Choo Choo Ch'boogie
- Ian Webster
- Jan 2, 2021
- 3 min read
3rd January 2021
Firstly may I wish both my readers a very happy New Year, with the hopes that 2021 sees them keeping safe and healthy. Right, now I’ve got that out of the way, on to other things.
With the whole of Italy being either zone red (key festive days) or zone orange (the days in between) we found ourselves unwittingly having an illegal breakfast on Monday morning when we went to buy the few things we needed to see us through to New Year’s Eve. In a moment of forgetfulness we turned up at Bar del Borgo for cappuccini and brioche shortly after 9, having failed to find a parking space anywhere within walking distance of Pina, with most if not all the factories still closed for the holidays.
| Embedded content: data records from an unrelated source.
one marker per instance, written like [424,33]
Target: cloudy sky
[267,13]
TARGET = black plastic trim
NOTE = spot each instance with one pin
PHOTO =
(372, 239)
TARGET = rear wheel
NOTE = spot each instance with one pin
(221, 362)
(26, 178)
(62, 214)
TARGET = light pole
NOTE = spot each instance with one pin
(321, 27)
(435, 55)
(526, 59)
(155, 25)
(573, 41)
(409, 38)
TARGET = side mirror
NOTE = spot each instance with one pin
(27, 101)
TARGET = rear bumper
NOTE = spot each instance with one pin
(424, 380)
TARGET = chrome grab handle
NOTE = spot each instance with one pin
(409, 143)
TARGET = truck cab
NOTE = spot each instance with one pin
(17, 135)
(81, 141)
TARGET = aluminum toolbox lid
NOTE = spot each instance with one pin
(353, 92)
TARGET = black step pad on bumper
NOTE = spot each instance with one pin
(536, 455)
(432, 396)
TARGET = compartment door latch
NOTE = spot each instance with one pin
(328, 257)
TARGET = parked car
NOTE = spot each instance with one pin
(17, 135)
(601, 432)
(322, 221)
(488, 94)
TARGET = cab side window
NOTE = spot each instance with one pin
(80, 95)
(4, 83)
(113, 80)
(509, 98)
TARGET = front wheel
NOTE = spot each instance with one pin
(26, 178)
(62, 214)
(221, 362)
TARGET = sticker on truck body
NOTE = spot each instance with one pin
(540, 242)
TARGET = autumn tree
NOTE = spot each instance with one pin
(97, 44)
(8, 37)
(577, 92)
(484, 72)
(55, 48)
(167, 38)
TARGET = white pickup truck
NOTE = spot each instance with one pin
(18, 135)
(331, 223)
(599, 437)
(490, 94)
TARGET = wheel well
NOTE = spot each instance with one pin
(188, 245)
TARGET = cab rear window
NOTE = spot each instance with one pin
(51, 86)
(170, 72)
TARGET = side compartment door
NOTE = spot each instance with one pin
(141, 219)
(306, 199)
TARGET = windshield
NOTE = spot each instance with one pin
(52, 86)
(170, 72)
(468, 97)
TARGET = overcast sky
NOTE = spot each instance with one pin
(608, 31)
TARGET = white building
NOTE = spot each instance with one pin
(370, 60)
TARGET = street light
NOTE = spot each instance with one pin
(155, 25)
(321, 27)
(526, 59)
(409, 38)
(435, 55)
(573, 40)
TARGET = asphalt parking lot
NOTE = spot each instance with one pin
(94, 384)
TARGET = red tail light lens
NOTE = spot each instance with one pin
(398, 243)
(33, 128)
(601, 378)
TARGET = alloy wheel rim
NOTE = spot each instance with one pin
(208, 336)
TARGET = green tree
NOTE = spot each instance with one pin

It was when we entered BdB and saw all the tables shoved together with a few people waiting at the bar that the penny began to drop, it finally landing with a dull thump when Romina ushered us into the small back room to eat our illicit breakfast. I have to say that my conchiglia was particularly fine; maybe I should always eat them with a side serving of delinquency.

There was not anything of particular note over the next couple of days. The weather went windy and rainy before settling down towards the end of the week. I had five lessons in three days (a first for this down time between Christmas and New Year when my services are not usually required) and we slipped in haircuts each on Wednesday morning, circumventing our standing Friday appointment falling on holiday days. Tuesday afternoon as I was taking the dogs for their post-lunch walk Stephen wondered why the railings on the terrazzo were rattling, discovering a short time afterwards it was due to the awful earthquake in Croatia, which can only make you wonder at the impact for the people at the centre of it, if the effects can be felt so far away.
That brings us to Thursday and New Year’s Eve. The past three years have seen us eating the night away at Hotel Pina, but obviously that was not an option this year. So what exciting things did we line up for ourselves instead? Well, in the morning we went shopping (missing out on the illegal breakfast this time), arriving around 10 o’clock. We had to do a couple of circuits to try to find a parking space, eventually opting to park across the road by Rocco’s, the hairdresser, knowing he wouldn’t mind for special customers. To comply with current regulations, we had a few minutes to wait outside Sigma as only thirty customers (or thereabouts, no one was actually counting) were allowed inside at one time. Where the occupants of all the other cars were is a moot point, but one suspects they were most likely men in the bar. Go figure that one.

From here we stopped off in the village to buy some fresh tortellini for New Year’s Day lunch, to serve in brodo of course, before heading back to LCDDB for a quiet afternoon prior to preparing our special dinner, a comfort food special of the pot roast from Delia’s original Complete Cookery Course book, my copy of which is edging close to being 40 years old. Very good it was too, even if we had, as always, to do a bit of substitution, replacing the unavailable turnip for fennel, in abundant supply and on offer. We opened pleasing bottle of Ciù Ciù to go with it and accompany a spot of TV watching before heading to bed well before midnight saw in 2021. As for New Year’s Day itself, the substantial quantity of tortellini for lunch allowed us to have another picnic tea (see previous blog and Christmas Day) while watching a Sophia Loren film from the fifties, in which lots of dresses with flaring skirts made good use of her cinched waist.
Having celebrated, albeit in muted style, the two festivals of the season, it was time, we thought, to take down the decorations. I know tradition holds that they remain till twelfth night, and here in Italy Epifania is a major holiday, but being of heretical non-conformist stock we thought they had served their purpose. Consequently, we spent yesterday afternoon, packing all the baubles, trifles and ornaments into boxes (new ones Stephen had acquired for this year in an attempt to have a more effective system of storage and which in size and shape were suspiciously like shoe boxes) and dismantling the Christmas tree, leaving the house feeling maybe a little bare but also fresh and uncluttered for the coming year, whatever it may bring.